I Want to Believe, But Can’t
The problem with the recipe is that it uses a microwave for baking.
Microwave ovens work by bathing the food in low-energy microwave radiation, which creates an alternating electrical field in the oven. Water molecules, thanks to their shape, are more positively charged at one end and more negatively charged at the other.
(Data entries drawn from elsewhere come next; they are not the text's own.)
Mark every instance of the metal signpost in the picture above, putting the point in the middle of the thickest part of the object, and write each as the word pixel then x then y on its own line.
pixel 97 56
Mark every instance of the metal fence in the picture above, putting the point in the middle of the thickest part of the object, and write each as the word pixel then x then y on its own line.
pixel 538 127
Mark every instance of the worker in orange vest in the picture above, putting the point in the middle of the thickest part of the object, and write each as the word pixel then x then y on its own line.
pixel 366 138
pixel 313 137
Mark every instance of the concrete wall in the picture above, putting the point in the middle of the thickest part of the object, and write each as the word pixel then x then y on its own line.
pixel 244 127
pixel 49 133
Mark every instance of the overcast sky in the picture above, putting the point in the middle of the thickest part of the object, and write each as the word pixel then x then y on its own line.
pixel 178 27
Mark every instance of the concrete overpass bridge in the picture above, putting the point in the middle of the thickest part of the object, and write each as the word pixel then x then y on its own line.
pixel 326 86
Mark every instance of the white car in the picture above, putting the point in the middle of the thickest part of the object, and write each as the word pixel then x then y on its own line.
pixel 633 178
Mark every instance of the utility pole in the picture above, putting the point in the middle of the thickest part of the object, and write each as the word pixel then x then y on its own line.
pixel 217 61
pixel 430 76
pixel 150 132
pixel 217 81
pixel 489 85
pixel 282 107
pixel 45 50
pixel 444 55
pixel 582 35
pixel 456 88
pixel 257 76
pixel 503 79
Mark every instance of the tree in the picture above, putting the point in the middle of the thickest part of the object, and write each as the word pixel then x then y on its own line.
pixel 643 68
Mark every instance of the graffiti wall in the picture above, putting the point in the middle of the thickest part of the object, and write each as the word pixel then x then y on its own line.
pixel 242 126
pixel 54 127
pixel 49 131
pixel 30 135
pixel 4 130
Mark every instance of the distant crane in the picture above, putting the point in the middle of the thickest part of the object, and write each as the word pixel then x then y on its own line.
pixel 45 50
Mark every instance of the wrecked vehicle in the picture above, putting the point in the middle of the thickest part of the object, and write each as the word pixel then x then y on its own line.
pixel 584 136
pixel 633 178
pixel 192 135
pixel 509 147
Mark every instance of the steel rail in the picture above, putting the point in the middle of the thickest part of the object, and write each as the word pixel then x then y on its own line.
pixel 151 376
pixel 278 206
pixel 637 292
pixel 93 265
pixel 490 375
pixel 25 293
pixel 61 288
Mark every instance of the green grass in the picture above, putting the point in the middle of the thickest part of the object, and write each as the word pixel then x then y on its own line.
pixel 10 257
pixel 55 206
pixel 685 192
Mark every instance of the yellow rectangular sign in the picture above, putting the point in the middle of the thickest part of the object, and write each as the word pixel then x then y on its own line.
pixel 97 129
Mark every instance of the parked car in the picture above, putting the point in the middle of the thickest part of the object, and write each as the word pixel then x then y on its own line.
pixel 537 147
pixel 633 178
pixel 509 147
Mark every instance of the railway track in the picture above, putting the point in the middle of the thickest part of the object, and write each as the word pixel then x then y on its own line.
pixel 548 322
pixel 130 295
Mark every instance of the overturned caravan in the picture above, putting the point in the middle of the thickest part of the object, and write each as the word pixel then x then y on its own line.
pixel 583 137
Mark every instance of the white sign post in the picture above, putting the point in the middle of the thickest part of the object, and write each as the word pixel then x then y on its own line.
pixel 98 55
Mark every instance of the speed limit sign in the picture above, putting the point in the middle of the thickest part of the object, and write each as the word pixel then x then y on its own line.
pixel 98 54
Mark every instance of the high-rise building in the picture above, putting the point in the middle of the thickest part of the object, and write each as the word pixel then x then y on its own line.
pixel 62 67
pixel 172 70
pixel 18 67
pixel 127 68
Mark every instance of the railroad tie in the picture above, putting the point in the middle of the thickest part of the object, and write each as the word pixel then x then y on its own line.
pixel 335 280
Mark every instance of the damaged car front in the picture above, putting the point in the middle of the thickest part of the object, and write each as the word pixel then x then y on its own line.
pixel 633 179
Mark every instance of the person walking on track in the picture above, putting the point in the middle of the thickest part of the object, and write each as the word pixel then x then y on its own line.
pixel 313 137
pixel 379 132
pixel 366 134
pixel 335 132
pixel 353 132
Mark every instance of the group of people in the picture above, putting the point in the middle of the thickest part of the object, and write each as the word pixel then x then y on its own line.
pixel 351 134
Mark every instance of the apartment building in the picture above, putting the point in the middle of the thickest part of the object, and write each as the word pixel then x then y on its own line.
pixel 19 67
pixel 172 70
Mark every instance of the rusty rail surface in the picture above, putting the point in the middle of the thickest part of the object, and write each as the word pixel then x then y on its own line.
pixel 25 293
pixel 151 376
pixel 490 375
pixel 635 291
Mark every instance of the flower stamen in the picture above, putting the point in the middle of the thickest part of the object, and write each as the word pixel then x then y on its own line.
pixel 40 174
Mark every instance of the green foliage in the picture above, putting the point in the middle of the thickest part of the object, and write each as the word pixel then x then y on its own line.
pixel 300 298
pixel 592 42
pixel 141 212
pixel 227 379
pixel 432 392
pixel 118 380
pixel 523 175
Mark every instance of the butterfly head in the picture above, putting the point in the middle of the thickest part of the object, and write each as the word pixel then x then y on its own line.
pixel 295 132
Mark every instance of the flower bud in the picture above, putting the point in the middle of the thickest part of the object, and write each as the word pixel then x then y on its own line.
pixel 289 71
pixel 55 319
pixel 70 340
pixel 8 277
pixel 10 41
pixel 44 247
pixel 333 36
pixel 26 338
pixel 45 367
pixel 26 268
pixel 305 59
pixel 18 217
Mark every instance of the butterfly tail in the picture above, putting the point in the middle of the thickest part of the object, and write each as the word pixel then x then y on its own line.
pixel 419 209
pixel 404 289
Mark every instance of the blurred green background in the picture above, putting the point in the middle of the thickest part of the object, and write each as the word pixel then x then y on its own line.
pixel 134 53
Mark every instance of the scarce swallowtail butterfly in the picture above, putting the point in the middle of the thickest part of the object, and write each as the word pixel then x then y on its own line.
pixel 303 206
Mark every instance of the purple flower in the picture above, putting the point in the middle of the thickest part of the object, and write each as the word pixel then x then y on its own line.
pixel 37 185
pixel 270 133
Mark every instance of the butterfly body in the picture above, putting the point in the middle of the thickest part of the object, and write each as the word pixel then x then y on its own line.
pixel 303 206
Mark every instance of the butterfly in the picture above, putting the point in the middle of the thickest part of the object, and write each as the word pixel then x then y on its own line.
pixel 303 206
Because of these charges, they will align themselves with an electrical field, and if you constantly alternate this field, they will constantly realign themselves with the field, which creates molecular motion, which creates heat.
The practical upshot of all this is that microwaving is essentially boiling without the immersion. As long as the kind of cooking you’re doing is steaming or boiling (or their kissing cousins, thawing and reheating), a microwave oven will do the job, and more quickly than conventional boiling. However, if you want to get the complex flavours that come from the breaking down of proteins and the caramelization of sugars, you need temperatures higher than the boiling point of water. That’s why boiled food is bland and why chefs have long scoffed at microwave ovens.
That’s also why I think Cake in a Mug won’t be any good – it’s essentially a boiled cake.
Some folks at the SomethingAwful forums gave the recipe a try, and the general consensus is that while it smells great, the taste and texture of the cake are terrible. One particularly curious person replaced the chocolate mix with Strawberry Quik and ended up with this pink horror:
I don’t think I’ll bother trying out the recipe.